Re: [PATCH v4 0/8] PCI/pwrctrl: Major rework to integrate pwrctrl devices with controller drivers

From: Shawn Lin

Date: Fri Jan 16 2026 - 03:49:15 EST


在 2026/01/16 星期五 16:30, Manivannan Sadhasivam 写道:
On Fri, Jan 16, 2026 at 04:02:38PM +0800, Shawn Lin wrote:

在 2026/01/05 星期一 21:55, Manivannan Sadhasivam via B4 Relay 写道:
Hi,

This series provides a major rework for the PCI power control (pwrctrl)
framework to enable the pwrctrl devices to be controlled by the PCI controller
drivers.

Problem Statement
=================

Currently, the pwrctrl framework faces two major issues:

1. Missing PERST# integration
2. Inability to properly handle bus extenders such as PCIe switch devices

First issue arises from the disconnect between the PCI controller drivers and
pwrctrl framework. At present, the pwrctrl framework just operates on its own
with the help of the PCI core. The pwrctrl devices are created by the PCI core
during initial bus scan and the pwrctrl drivers once bind, just power on the
PCI devices during their probe(). This design conflicts with the PCI Express
Card Electromechanical Specification requirements for PERST# timing. The reason
is, PERST# signals are mostly handled by the controller drivers and often
deasserted even before the pwrctrl drivers probe. According to the spec, PERST#
should be deasserted only after power and reference clock to the device are
stable, within predefined timing parameters.

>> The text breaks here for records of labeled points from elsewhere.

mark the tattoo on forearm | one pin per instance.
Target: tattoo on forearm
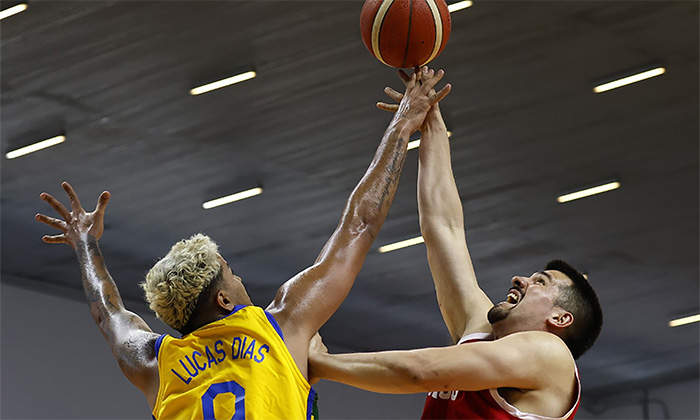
(394, 169)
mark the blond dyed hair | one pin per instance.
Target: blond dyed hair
(175, 282)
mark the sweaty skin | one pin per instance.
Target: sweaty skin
(527, 362)
(303, 303)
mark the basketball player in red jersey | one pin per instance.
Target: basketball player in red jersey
(512, 360)
(203, 295)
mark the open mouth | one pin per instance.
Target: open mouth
(513, 296)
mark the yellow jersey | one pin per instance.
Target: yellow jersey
(235, 368)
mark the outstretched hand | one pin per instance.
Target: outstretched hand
(420, 95)
(76, 223)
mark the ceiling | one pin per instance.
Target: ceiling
(114, 77)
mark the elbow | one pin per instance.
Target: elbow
(364, 223)
(420, 376)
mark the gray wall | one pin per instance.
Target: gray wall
(56, 365)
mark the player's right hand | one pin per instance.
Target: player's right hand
(77, 223)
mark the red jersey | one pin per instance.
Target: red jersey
(485, 404)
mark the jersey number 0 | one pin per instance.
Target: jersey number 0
(224, 388)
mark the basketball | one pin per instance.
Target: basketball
(405, 33)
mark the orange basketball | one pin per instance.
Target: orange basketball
(405, 33)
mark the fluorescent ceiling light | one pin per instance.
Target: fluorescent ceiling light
(401, 244)
(13, 10)
(231, 198)
(223, 83)
(459, 6)
(36, 146)
(629, 79)
(683, 321)
(416, 143)
(588, 192)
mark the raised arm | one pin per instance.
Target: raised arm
(463, 304)
(305, 302)
(131, 340)
(532, 360)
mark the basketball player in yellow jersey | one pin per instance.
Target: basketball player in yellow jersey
(235, 360)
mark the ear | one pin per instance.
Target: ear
(223, 300)
(562, 319)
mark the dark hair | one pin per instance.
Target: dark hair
(581, 300)
(202, 299)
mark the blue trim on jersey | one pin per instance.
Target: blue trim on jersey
(310, 403)
(236, 309)
(274, 323)
(159, 341)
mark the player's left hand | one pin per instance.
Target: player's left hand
(77, 223)
(422, 76)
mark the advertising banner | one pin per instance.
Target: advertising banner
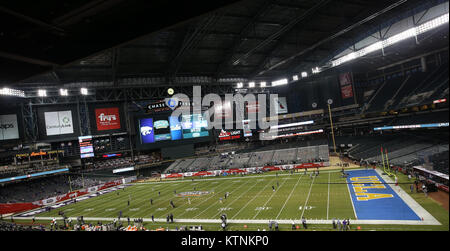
(9, 128)
(280, 105)
(107, 118)
(229, 135)
(146, 130)
(57, 123)
(345, 80)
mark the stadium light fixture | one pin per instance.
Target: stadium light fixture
(12, 92)
(283, 81)
(42, 93)
(409, 33)
(83, 91)
(63, 92)
(315, 70)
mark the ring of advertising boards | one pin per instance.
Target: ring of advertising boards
(9, 127)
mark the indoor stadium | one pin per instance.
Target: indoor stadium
(244, 116)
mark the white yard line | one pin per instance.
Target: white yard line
(362, 222)
(351, 199)
(254, 197)
(328, 199)
(293, 189)
(273, 193)
(217, 201)
(416, 207)
(307, 198)
(237, 198)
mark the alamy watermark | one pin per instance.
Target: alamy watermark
(233, 120)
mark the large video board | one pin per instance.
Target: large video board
(8, 127)
(107, 118)
(57, 123)
(163, 128)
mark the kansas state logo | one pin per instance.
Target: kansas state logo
(6, 126)
(146, 130)
(171, 103)
(66, 120)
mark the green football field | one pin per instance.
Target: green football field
(250, 198)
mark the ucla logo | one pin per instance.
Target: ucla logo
(146, 130)
(362, 184)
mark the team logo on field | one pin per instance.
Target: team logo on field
(361, 184)
(193, 193)
(224, 209)
(262, 208)
(306, 208)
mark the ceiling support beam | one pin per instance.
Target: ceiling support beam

The second issue stems from the PCI bus scan completing before pwrctrl drivers
probe. This poses a significant problem for PCI bus extenders like switches
because the PCI core allocates upstream bridge resources during the initial
scan. If the upstream bridge is not hotplug capable, resources are allocated
only for the number of downstream buses detected at scan time, which might be
just one if the switch was not powered and enumerated at that time. Later, when
the pwrctrl driver powers on and enumerates the switch, enumeration fails due to
insufficient upstream bridge resources.

Proposal
========

This series addresses both issues by introducing new individual APIs for pwrctrl
device creation, destruction, power on, and power off operations. Controller
drivers are expected to invoke these APIs during their probe(), remove(),
suspend(), and resume() operations. This integration allows better coordination
between controller drivers and the pwrctrl framework, enabling enhanced features
such as D3Cold support.

The original design aimed to avoid modifying controller drivers for pwrctrl
integration. However, this approach lacked scalability because different
controllers have varying requirements for when devices should be powered on. For
example, controller drivers require devices to be powered on early for
successful PHY initialization.

By using these explicit APIs, controller drivers gain fine grained control over
their associated pwrctrl devices.

This series modified the pcie-qcom driver (only consumer of pwrctrl framework)
to adopt to these APIs and also removed the old pwrctrl code from PCI core. This
could be used as a reference to add pwrctrl support for other controller drivers
also.

For example, to control the 3.3v supply to the PCI slot where the NVMe device is
connected, below modifications are required:

Devicetree
----------

// In SoC dtsi:

pci@1bf8000 { // controller node
...
pcie1_port0: pcie@0 { // PCI Root Port node
compatible = "pciclass,0604"; // required for pwrctrl
driver bind
...
};
};

// In board dts:

&pcie1_port0 {
reset-gpios = <&tlmm 152 GPIO_ACTIVE_LOW>; // optional
vpcie3v3-supply = <&vreg_nvme>; // NVMe power supply
};

Controller driver
-----------------

// Select PCI_PWRCTRL_SLOT in controller Kconfig

probe() {
...
// Initialize controller resources
pci_pwrctrl_create_devices(&pdev->dev);
pci_pwrctrl_power_on_devices(&pdev->dev);
// Deassert PERST# (optional)
...
pci_host_probe(); // Allocate host bridge and start bus scan
}

suspend {
// PME_Turn_Off broadcast
// Assert PERST# (optional)
pci_pwrctrl_power_off_devices(&pdev->dev);
...
}

resume {
...
pci_pwrctrl_power_on_devices(&pdev->dev);
// Deassert PERST# (optional)
}

I will add a documentation for the pwrctrl framework in the coming days to make
it easier to use.


This series looks great.

In practice, some PCIe devices may need to be powered down dynamically at
runtime. For example, users might want to disable a PCIe Wi-Fi module when
there's no internet usage — typically, commands like ifconfig wlan0 downonly
bring the interface down but leave the Wi-Fi hardware powered. Is there a
mechanism that would allow the Endpoint driver to leverage pwrctrl
dynamically to support such power management scenarios?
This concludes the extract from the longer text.